SQL Beginner's Tutorial: JOIN Me and Together We Will Rule the Universe

in sql-forbeginners •  7 years ago 

JOIN_Me_Meme.jpg

Hi all of my Jedi Knights and Sith Lords,

Today you will JOIN me in my adventure to teach you more SQL (with Attitude) to continue on towards our final goal of creating a game. Yes, again, you heard that right!! We are making a game! It's going to go very slowly, b/c (let's face it) I also have a day job and a life outside of Steemit. Maybe not much of a life outside of Steemit, but it's there and my wife appreciates that I pay attention to her.


[Us]

So, today's Lesson: Using the JOIN statement.

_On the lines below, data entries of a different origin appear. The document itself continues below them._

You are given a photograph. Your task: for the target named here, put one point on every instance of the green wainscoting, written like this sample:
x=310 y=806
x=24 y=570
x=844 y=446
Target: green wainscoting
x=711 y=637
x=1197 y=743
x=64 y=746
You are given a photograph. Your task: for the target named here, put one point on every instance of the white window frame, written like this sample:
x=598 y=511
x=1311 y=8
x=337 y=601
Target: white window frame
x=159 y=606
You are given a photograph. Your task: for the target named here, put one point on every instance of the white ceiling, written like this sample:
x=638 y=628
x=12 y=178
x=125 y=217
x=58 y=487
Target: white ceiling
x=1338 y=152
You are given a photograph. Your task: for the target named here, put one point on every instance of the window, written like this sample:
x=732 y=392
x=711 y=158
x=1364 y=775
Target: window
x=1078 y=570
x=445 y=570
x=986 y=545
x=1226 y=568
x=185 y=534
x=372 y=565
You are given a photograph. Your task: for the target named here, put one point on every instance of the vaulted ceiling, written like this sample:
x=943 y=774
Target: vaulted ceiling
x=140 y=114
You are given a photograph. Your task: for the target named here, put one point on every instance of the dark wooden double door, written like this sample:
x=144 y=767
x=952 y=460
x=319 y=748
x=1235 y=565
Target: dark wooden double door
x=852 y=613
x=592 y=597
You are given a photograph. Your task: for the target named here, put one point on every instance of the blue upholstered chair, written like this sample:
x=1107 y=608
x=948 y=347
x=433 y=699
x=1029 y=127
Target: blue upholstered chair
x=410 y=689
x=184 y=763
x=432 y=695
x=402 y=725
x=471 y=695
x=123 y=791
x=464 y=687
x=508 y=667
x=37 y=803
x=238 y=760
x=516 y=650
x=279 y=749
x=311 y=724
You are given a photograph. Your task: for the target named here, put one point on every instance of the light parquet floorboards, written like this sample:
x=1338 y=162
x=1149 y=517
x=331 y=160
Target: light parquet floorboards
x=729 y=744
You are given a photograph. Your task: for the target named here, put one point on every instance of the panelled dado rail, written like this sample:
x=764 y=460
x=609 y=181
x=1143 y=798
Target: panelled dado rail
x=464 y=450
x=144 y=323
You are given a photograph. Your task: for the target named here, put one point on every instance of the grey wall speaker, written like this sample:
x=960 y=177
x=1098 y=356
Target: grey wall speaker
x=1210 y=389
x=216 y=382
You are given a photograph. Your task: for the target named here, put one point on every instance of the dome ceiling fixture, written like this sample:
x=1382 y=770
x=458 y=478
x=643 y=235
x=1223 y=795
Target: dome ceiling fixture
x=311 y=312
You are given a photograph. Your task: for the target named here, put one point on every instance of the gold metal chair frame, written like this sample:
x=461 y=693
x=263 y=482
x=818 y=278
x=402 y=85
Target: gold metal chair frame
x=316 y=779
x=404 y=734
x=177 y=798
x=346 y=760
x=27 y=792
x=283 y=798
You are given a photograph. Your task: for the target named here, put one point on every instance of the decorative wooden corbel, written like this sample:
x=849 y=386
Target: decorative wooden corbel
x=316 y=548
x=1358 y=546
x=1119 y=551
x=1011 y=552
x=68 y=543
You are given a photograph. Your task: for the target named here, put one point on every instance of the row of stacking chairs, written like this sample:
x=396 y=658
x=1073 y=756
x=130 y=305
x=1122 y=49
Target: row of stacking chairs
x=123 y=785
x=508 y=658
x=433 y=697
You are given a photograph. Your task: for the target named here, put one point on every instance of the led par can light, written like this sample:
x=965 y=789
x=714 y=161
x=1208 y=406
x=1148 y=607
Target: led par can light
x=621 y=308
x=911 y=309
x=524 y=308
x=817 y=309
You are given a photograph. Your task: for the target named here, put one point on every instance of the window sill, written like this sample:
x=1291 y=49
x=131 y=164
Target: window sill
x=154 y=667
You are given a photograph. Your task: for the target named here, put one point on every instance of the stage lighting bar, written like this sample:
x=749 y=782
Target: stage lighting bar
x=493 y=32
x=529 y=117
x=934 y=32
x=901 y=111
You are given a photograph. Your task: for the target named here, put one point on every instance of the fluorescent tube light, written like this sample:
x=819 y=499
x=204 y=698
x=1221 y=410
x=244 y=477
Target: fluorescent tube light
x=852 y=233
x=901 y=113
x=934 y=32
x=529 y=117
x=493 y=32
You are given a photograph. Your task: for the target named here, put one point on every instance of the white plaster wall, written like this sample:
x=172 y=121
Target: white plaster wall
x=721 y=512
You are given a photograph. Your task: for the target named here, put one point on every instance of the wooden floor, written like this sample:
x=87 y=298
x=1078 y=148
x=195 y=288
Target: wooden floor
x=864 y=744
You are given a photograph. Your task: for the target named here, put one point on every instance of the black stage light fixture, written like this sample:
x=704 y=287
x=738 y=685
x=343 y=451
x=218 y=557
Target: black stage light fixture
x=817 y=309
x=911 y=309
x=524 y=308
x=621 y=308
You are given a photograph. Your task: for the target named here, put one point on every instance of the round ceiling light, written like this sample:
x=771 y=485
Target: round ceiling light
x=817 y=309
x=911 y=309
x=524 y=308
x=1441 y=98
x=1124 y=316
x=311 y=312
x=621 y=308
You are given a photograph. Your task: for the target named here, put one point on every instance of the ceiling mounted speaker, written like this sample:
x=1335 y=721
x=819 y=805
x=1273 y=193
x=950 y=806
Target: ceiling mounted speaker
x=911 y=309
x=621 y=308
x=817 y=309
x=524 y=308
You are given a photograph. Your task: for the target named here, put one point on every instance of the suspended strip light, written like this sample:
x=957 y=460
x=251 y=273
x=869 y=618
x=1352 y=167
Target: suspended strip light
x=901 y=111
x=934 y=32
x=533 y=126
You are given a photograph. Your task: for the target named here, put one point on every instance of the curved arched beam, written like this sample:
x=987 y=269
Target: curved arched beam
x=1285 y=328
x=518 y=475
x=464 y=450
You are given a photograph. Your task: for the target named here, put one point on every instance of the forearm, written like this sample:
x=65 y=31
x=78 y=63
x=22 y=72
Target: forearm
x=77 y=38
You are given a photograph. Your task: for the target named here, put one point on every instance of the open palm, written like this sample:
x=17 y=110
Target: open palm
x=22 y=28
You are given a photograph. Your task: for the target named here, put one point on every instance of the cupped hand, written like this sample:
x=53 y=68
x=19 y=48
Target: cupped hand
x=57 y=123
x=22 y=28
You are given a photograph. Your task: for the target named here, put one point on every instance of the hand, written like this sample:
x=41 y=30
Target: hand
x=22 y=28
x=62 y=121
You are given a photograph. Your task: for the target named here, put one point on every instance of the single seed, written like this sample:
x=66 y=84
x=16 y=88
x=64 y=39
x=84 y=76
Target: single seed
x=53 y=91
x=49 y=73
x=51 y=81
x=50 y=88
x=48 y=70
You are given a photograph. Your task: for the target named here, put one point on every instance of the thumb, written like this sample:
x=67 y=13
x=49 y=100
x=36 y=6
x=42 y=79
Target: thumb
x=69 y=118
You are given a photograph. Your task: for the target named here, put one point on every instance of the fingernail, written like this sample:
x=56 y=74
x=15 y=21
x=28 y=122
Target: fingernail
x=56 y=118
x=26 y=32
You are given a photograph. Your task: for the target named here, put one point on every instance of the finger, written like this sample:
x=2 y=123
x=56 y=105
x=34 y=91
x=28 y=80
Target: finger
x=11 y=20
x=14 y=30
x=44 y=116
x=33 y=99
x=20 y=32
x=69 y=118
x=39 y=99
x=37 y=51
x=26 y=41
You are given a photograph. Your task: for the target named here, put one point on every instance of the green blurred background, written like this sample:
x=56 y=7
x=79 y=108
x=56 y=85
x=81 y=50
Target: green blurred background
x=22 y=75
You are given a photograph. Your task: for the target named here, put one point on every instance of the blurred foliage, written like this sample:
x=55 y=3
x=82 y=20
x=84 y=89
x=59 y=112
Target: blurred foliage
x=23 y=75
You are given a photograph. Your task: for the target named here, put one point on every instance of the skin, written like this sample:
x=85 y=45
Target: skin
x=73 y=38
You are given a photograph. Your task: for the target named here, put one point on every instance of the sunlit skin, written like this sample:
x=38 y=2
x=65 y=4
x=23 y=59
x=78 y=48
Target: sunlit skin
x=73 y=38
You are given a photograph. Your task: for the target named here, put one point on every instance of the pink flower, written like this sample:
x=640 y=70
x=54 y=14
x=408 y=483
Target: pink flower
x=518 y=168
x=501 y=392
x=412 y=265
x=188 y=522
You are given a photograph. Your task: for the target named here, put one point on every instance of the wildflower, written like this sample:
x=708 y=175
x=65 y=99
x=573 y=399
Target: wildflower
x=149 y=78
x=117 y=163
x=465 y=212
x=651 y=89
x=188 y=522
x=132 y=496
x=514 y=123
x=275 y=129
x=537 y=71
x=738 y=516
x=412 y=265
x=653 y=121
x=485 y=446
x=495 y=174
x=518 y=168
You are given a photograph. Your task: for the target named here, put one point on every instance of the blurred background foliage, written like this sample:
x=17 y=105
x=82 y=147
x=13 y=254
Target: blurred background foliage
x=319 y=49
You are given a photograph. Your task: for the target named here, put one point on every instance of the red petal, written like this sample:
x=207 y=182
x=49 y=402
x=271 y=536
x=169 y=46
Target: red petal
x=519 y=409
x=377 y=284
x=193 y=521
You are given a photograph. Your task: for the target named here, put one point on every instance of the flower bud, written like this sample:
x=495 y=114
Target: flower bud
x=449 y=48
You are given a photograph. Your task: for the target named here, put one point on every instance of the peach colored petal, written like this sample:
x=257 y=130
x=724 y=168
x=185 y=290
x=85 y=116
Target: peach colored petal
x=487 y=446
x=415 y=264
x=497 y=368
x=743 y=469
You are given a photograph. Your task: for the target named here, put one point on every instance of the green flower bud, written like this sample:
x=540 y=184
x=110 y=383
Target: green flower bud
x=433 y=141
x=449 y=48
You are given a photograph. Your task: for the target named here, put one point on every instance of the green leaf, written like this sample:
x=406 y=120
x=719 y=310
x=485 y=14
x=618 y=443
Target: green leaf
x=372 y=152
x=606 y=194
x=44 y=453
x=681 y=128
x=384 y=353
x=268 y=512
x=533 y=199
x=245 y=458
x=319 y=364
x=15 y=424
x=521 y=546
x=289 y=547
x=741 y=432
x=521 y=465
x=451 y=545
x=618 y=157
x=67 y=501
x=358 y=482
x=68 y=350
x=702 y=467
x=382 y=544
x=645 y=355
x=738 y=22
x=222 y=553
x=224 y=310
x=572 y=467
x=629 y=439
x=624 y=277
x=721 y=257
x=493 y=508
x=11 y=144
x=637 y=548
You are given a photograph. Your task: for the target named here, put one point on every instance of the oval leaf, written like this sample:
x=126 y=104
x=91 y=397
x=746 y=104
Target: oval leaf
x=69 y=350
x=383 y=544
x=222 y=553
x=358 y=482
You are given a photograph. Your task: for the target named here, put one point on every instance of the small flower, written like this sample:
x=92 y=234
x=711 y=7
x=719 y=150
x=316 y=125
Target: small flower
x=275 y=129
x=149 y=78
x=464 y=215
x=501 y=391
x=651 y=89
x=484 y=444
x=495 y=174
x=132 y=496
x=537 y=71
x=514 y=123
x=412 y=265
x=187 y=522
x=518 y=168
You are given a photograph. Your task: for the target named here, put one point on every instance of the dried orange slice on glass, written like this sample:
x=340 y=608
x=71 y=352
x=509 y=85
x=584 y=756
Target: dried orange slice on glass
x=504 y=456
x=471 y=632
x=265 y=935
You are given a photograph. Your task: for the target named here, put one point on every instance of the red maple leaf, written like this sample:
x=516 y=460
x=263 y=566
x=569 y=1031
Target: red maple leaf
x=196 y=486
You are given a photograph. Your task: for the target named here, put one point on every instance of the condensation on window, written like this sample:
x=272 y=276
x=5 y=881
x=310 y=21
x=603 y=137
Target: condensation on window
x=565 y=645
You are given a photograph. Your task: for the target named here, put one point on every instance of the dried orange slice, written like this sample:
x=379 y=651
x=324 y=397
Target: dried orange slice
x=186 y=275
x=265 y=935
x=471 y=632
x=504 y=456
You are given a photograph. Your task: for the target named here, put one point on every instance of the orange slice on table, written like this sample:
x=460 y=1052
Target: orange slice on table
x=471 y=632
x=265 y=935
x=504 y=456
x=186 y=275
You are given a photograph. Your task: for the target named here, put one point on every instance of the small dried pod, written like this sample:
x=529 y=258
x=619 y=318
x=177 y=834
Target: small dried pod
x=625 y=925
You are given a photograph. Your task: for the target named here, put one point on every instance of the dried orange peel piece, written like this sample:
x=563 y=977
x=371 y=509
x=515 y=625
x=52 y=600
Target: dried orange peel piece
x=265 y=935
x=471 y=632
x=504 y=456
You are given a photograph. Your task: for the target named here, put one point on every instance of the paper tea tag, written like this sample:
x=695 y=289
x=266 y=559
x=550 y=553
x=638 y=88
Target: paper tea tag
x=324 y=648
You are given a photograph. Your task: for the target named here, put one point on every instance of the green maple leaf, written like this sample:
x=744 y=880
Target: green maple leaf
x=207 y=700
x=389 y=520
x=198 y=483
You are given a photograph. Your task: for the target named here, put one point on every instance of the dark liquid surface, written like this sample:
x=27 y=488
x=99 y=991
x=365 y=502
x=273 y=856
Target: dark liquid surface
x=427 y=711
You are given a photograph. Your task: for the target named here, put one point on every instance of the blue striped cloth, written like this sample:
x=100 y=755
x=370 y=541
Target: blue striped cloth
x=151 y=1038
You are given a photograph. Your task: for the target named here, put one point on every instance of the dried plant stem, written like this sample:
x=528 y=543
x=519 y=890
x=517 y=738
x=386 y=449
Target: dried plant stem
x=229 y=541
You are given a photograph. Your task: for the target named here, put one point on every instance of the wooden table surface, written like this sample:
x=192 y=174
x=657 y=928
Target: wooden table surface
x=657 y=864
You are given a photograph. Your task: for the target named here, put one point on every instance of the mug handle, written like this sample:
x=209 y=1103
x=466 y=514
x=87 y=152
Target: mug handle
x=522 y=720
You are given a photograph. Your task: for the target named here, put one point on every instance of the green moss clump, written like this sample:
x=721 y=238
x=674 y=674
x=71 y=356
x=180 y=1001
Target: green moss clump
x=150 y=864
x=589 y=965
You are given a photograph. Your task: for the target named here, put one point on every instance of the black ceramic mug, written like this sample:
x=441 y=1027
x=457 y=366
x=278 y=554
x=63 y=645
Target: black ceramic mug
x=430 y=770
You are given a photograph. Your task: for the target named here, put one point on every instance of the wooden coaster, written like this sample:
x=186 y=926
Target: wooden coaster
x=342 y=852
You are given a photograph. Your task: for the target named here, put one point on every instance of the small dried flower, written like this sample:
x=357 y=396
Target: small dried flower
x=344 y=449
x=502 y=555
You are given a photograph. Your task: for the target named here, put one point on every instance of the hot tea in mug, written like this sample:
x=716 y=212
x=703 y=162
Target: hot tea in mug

Using the JOIN Statement in Your Queries

Of the many statements and keywords that you will use in querying data, the JOIN is the one that will be the most confusing in actual use but the most effective in filtering unwanted data out of the results. The JOIN keyword essentially tells us to take a pair of tables and join them together. It's like if you had a pair of Excel-based spreadsheets and needed to include both worksheets as a single result-set. In Excel you'd have to find some common linkage or know what corresponds to what. Then you'd have to actually do some Excel magic (which I'm not going into any further as this is not an Excel Tutorial).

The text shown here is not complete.